Add a Collector for glidein monitoring to the factory
Currently the factory does not have a good idea of which glideins are running and which are not;
it only relies on Condor-G information, which we all know is not very reliable.
So the proposal for this ticket is to add a factory-specific collector (tree) that all the glideins would report to.
This should be separate from the one used for classad exchange between the GF and the FEs.
I would also recommend installing it on a completely different node.
And it should be optional.
One of the reasons why we never did it in the past was due to authentication issues;
we do not want to track all the DNs that the FEs use for their pilots.
So the proposal for this ticket is to use the shared secret authentication for this collector.
Now, the shared secret will be pretty much impossible to get in a secure way to the WNs (e.g. GT2 does not provide any such guarantee);
the best we can hope for is making it non trivial to discover.
However, the information in the Collector are not really that sensitive.... it is just for monitoring, and as long people/services using this information understand that, it is still better than the current situation.
The reason to have any authentication at all is mostly to avoid random scanning services/script kiddies to compromise it.

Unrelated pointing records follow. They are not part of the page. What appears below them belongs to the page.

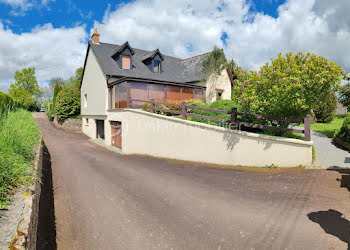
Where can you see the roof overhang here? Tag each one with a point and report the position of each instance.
(132, 79)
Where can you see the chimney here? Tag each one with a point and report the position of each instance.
(95, 38)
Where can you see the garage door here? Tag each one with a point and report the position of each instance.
(116, 134)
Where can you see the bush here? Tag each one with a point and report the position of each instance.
(19, 133)
(326, 111)
(290, 86)
(6, 102)
(226, 105)
(344, 133)
(67, 104)
(50, 115)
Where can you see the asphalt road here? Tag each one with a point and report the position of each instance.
(108, 201)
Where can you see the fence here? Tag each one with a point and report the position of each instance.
(234, 122)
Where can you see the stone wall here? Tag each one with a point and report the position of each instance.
(72, 124)
(20, 221)
(168, 137)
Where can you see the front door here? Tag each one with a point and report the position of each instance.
(100, 129)
(116, 134)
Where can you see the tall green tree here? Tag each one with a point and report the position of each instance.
(56, 90)
(214, 62)
(25, 89)
(291, 86)
(344, 93)
(67, 102)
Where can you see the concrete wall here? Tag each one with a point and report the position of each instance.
(72, 124)
(218, 82)
(95, 86)
(162, 136)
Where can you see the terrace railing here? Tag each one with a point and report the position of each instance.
(233, 121)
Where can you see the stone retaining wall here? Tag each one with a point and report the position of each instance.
(72, 124)
(20, 221)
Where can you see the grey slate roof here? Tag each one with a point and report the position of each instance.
(173, 69)
(151, 54)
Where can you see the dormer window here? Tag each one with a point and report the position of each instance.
(156, 66)
(126, 62)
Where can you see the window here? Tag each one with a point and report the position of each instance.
(126, 62)
(156, 66)
(85, 100)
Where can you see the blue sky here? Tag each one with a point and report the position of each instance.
(69, 13)
(52, 35)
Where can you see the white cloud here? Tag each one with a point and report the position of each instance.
(321, 27)
(54, 52)
(22, 4)
(184, 28)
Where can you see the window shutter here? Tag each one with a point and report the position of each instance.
(125, 62)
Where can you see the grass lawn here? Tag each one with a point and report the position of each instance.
(329, 129)
(19, 134)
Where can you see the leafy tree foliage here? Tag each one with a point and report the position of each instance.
(344, 93)
(214, 63)
(25, 89)
(67, 100)
(67, 103)
(344, 132)
(57, 89)
(291, 86)
(326, 111)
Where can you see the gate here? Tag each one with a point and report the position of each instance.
(116, 134)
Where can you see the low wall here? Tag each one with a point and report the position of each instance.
(19, 222)
(162, 136)
(72, 124)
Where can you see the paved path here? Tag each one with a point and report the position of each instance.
(108, 201)
(327, 154)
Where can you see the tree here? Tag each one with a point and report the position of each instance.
(58, 84)
(326, 111)
(214, 63)
(25, 90)
(67, 103)
(344, 93)
(291, 86)
(75, 80)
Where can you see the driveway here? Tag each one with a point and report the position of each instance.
(108, 201)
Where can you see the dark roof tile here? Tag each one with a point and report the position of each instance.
(173, 69)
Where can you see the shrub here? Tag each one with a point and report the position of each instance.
(271, 166)
(196, 103)
(67, 103)
(19, 133)
(291, 86)
(6, 102)
(146, 107)
(344, 133)
(226, 105)
(325, 112)
(50, 115)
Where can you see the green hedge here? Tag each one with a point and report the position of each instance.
(6, 102)
(67, 103)
(226, 105)
(19, 133)
(344, 133)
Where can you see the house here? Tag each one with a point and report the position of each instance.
(114, 75)
(341, 109)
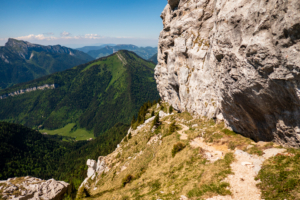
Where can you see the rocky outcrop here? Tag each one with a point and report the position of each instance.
(43, 87)
(24, 49)
(236, 61)
(32, 188)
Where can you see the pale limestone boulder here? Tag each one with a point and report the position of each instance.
(92, 164)
(237, 61)
(33, 188)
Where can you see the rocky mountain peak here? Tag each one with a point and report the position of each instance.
(234, 61)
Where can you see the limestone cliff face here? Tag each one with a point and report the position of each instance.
(234, 60)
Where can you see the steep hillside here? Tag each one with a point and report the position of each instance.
(94, 96)
(153, 59)
(187, 157)
(22, 61)
(234, 60)
(24, 152)
(27, 152)
(144, 52)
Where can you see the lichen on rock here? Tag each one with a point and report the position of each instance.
(234, 60)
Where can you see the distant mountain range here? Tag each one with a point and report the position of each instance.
(22, 61)
(95, 95)
(86, 49)
(144, 52)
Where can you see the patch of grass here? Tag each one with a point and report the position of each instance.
(228, 132)
(218, 188)
(255, 150)
(231, 145)
(155, 185)
(280, 177)
(177, 147)
(69, 131)
(128, 178)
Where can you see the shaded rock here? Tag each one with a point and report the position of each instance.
(237, 61)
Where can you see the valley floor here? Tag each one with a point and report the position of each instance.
(199, 160)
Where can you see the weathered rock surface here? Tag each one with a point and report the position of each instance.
(32, 188)
(234, 60)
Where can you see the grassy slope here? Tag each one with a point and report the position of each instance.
(153, 168)
(72, 131)
(143, 170)
(95, 95)
(144, 52)
(153, 59)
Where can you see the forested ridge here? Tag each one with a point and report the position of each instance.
(95, 95)
(25, 151)
(22, 61)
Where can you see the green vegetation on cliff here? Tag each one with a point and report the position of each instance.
(144, 52)
(27, 152)
(93, 96)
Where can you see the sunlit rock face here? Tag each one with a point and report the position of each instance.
(237, 60)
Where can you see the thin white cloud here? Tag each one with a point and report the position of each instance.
(65, 34)
(83, 40)
(49, 33)
(36, 37)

#1 Updated by Igor Sfiligoi over 7 years ago
The exact nature of advertising to this collector should be carefully thought through.
Just pointing the current startd to it is likely not a good idea.
The collector is normally the most trusted service in a condor pool, so there are/may be some information the startd is sending that are not appropriate for a low security collector I am proposing.
#8 Updated by Igor Sfiligoi almost 6 years ago
I have created a sub-task ( #6770 ) that will only deal with the glidein configuration part.
Once that's done, the GF admins can start using it by manually maintaining the security of the GF collector.
Of course we do want automatic management of the security, but the two do not need to be implemented at the same time.